Running alongside the yoga, there was a growing interest in the dynamics I experienced while teaching yoga in classes and privately. Namely, what makes us human, and how can I make sense of the way we are?
Since 2010 I have followed my interest in psychoanalysis, and I have an MA in Psychodynamic Psychotherapy from the University of Essex (BACP reg.). I trained as a psychotherapist at the Tavistock & Portman NHS Foundation Trust (BPC) and work as a Psychodynamic Psychotherapist in private practice, and within the NHS at the Tavistock Clinic's specialist Trauma Service.

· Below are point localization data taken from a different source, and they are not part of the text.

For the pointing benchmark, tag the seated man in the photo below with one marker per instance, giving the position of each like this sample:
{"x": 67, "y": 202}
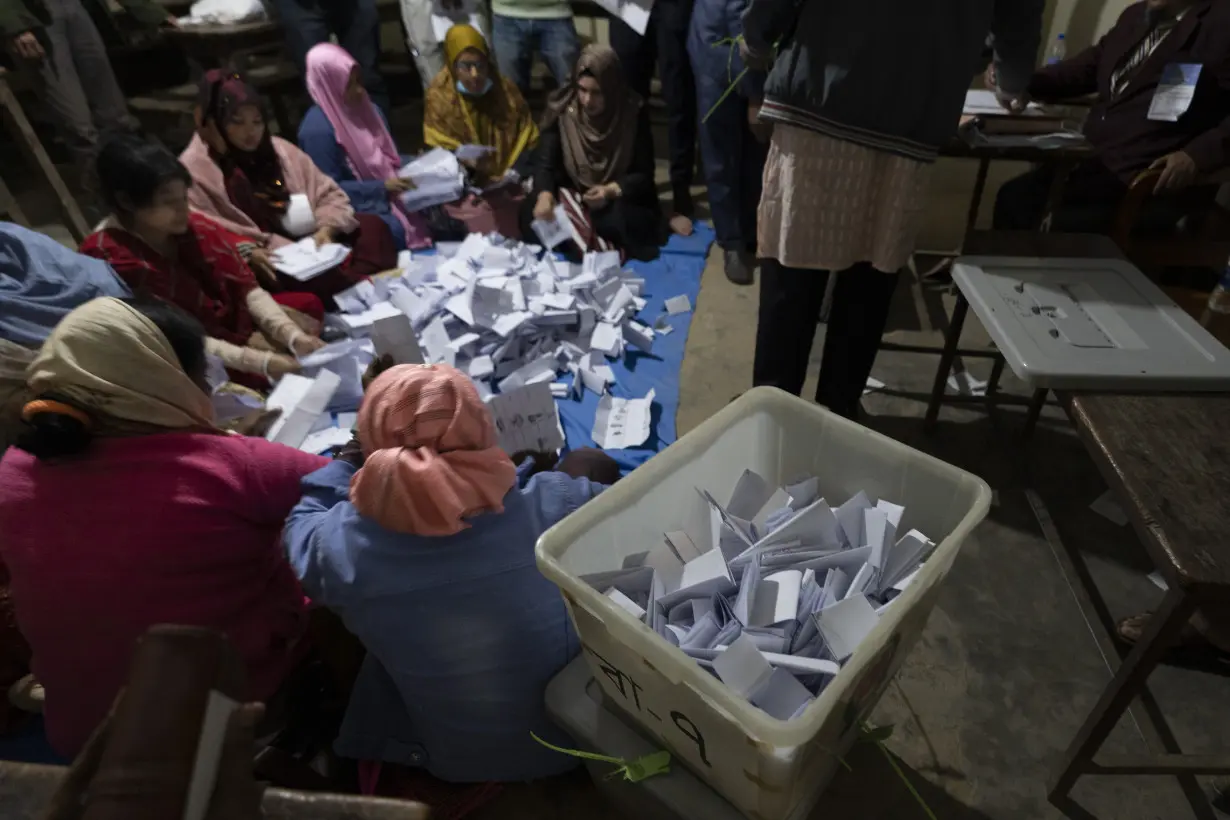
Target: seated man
{"x": 1128, "y": 130}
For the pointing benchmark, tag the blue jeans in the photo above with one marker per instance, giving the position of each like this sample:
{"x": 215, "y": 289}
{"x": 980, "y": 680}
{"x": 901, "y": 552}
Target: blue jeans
{"x": 357, "y": 25}
{"x": 517, "y": 38}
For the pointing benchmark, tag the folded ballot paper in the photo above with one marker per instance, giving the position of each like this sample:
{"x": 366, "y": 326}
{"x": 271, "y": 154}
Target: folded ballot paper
{"x": 437, "y": 176}
{"x": 304, "y": 260}
{"x": 511, "y": 317}
{"x": 773, "y": 591}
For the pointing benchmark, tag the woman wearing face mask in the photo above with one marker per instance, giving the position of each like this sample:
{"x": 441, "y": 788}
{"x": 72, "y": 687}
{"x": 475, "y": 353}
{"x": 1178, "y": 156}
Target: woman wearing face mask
{"x": 347, "y": 137}
{"x": 188, "y": 535}
{"x": 471, "y": 103}
{"x": 597, "y": 157}
{"x": 267, "y": 191}
{"x": 162, "y": 250}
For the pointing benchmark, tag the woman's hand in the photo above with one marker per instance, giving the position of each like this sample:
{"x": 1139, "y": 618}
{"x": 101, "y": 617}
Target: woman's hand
{"x": 544, "y": 208}
{"x": 378, "y": 365}
{"x": 261, "y": 262}
{"x": 599, "y": 196}
{"x": 324, "y": 236}
{"x": 279, "y": 365}
{"x": 399, "y": 185}
{"x": 303, "y": 344}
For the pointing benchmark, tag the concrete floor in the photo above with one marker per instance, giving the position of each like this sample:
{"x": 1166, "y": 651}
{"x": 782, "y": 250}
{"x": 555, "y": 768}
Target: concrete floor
{"x": 1006, "y": 669}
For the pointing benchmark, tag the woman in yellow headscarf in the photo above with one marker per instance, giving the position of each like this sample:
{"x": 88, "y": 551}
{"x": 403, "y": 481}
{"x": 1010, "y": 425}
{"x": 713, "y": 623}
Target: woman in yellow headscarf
{"x": 470, "y": 103}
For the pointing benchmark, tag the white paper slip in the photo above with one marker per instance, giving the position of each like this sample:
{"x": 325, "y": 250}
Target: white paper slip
{"x": 299, "y": 417}
{"x": 527, "y": 419}
{"x": 299, "y": 219}
{"x": 1175, "y": 91}
{"x": 634, "y": 12}
{"x": 622, "y": 422}
{"x": 472, "y": 153}
{"x": 321, "y": 441}
{"x": 845, "y": 625}
{"x": 392, "y": 336}
{"x": 679, "y": 304}
{"x": 304, "y": 260}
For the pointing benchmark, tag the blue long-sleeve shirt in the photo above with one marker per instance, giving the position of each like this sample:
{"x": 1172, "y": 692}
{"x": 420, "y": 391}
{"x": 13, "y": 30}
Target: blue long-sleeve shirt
{"x": 319, "y": 140}
{"x": 463, "y": 632}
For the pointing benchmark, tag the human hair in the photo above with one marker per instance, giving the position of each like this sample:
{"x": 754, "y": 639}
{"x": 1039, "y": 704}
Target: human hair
{"x": 130, "y": 171}
{"x": 59, "y": 428}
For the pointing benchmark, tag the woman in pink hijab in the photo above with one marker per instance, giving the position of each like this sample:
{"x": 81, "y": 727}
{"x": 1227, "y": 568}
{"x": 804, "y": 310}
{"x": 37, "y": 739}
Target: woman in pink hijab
{"x": 347, "y": 137}
{"x": 424, "y": 546}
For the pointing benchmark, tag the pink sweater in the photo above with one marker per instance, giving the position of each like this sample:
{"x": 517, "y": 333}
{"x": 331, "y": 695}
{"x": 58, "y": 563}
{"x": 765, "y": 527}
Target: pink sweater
{"x": 177, "y": 528}
{"x": 208, "y": 192}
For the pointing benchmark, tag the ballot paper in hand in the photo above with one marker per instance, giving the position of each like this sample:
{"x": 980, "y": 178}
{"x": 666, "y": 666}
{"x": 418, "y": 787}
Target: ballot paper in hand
{"x": 527, "y": 419}
{"x": 301, "y": 401}
{"x": 437, "y": 177}
{"x": 304, "y": 260}
{"x": 622, "y": 422}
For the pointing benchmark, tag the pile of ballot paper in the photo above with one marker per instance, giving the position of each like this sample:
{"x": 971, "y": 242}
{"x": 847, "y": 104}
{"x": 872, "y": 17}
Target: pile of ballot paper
{"x": 305, "y": 260}
{"x": 525, "y": 327}
{"x": 437, "y": 177}
{"x": 774, "y": 591}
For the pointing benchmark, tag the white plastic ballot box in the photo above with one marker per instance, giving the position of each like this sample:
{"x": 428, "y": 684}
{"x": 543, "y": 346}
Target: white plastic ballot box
{"x": 768, "y": 768}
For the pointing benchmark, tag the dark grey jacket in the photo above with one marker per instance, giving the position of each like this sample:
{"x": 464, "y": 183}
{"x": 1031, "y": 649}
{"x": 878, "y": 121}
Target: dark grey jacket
{"x": 887, "y": 74}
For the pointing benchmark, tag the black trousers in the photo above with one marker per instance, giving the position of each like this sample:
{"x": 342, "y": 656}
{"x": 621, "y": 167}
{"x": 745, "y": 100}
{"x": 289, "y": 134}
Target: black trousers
{"x": 666, "y": 44}
{"x": 790, "y": 309}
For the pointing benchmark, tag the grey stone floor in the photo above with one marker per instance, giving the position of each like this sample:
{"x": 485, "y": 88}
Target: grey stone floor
{"x": 1006, "y": 669}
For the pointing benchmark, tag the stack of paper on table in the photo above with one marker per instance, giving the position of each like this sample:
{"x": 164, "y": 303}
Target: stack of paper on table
{"x": 511, "y": 319}
{"x": 304, "y": 260}
{"x": 775, "y": 590}
{"x": 437, "y": 176}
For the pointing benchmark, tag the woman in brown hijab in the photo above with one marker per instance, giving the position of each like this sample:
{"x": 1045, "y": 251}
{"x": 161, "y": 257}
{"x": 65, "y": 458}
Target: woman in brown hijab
{"x": 595, "y": 159}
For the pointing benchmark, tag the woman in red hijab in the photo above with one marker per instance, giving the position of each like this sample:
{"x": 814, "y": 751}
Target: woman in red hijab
{"x": 161, "y": 250}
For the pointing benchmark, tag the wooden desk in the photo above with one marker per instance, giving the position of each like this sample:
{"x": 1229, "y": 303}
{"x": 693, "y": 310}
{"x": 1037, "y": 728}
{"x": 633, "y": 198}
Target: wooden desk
{"x": 1167, "y": 462}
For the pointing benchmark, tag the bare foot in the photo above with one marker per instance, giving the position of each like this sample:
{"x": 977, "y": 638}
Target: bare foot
{"x": 680, "y": 224}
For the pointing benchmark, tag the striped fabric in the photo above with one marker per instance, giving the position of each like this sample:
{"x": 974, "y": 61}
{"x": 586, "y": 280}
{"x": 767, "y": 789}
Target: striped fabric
{"x": 1122, "y": 75}
{"x": 582, "y": 226}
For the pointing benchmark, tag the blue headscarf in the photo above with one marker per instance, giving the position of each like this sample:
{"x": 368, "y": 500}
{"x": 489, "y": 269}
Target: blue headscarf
{"x": 41, "y": 280}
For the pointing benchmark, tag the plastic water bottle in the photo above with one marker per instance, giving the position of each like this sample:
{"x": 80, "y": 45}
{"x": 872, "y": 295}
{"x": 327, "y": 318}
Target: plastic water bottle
{"x": 1058, "y": 52}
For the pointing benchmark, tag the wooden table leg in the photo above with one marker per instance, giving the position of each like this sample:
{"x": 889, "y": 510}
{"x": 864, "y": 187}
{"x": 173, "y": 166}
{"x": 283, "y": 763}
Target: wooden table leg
{"x": 951, "y": 339}
{"x": 1159, "y": 636}
{"x": 1036, "y": 403}
{"x": 30, "y": 144}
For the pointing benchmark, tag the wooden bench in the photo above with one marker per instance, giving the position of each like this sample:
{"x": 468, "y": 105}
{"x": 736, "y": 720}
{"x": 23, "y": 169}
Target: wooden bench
{"x": 22, "y": 133}
{"x": 1167, "y": 461}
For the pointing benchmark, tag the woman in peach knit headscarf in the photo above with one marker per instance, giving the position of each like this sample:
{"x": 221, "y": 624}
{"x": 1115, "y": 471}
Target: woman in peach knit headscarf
{"x": 423, "y": 542}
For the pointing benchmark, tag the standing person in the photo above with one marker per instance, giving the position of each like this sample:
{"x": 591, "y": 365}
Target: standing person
{"x": 57, "y": 44}
{"x": 846, "y": 176}
{"x": 666, "y": 43}
{"x": 424, "y": 46}
{"x": 732, "y": 156}
{"x": 354, "y": 22}
{"x": 522, "y": 27}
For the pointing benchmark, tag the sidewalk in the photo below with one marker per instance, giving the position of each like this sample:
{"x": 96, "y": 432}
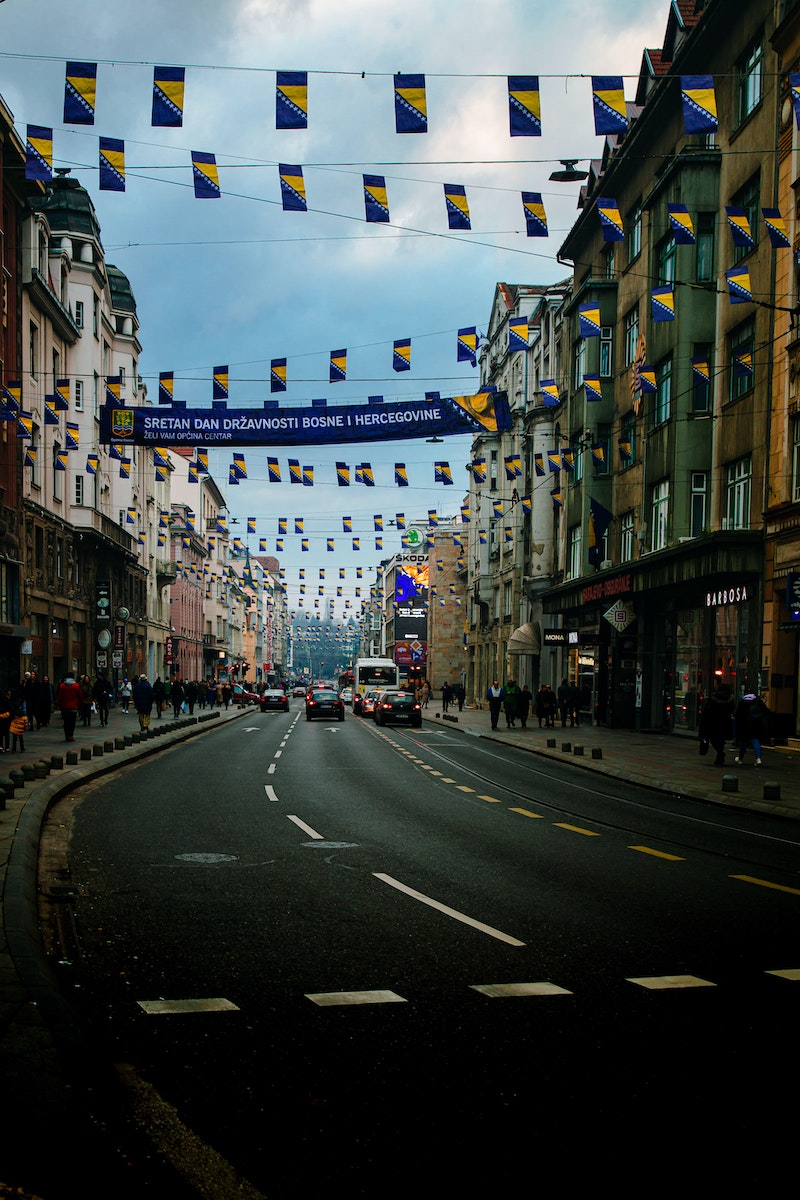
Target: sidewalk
{"x": 666, "y": 762}
{"x": 53, "y": 1096}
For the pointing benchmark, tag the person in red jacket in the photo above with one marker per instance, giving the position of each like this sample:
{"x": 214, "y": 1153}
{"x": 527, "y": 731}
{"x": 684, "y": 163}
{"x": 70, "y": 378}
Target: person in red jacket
{"x": 68, "y": 699}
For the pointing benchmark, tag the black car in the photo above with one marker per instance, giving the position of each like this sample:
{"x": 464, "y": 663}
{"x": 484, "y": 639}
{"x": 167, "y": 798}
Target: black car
{"x": 398, "y": 708}
{"x": 324, "y": 702}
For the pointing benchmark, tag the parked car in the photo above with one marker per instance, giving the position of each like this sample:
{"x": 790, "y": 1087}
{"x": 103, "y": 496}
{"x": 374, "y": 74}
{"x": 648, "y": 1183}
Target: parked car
{"x": 398, "y": 708}
{"x": 324, "y": 702}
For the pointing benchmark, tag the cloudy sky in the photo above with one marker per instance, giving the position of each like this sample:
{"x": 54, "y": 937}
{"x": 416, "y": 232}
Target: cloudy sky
{"x": 236, "y": 281}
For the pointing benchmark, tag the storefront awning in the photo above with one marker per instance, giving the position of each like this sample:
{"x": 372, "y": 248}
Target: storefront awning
{"x": 525, "y": 640}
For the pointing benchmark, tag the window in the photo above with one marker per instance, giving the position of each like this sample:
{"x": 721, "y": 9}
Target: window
{"x": 663, "y": 393}
{"x": 697, "y": 503}
{"x": 606, "y": 352}
{"x": 631, "y": 335}
{"x": 702, "y": 377}
{"x": 666, "y": 255}
{"x": 575, "y": 543}
{"x": 751, "y": 81}
{"x": 626, "y": 538}
{"x": 659, "y": 514}
{"x": 747, "y": 198}
{"x": 741, "y": 365}
{"x": 739, "y": 485}
{"x": 633, "y": 226}
{"x": 704, "y": 240}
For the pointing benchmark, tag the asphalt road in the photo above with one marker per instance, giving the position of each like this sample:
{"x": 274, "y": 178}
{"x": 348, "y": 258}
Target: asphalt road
{"x": 340, "y": 958}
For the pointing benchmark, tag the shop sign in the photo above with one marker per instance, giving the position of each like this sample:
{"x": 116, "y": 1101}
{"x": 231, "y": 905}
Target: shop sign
{"x": 732, "y": 595}
{"x": 609, "y": 588}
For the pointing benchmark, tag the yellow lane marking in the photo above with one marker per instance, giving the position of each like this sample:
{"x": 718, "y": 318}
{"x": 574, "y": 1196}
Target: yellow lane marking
{"x": 660, "y": 983}
{"x": 657, "y": 853}
{"x": 765, "y": 883}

These days, I practice for the enjoyment of movement, be it for ten minutes or an hour or more. Primarily I want to maintain strength, mobility, and feel structurally supported, physically comfortable, and functional as I age. A bit like an adjunct to the things that enrich my life, it supports my tennis game, enables me to be able to move about freely whether swimming, walking or cycling. It's a bit of stretching, but nothing extreme. Some essential strength work (the antidote to a hyper mobile body), mixed in with mobility training (amazingly effective) and functional range conditioning stuff. Mostly weaving the classic yoga shapes into my own functional mobility yoga tapestry.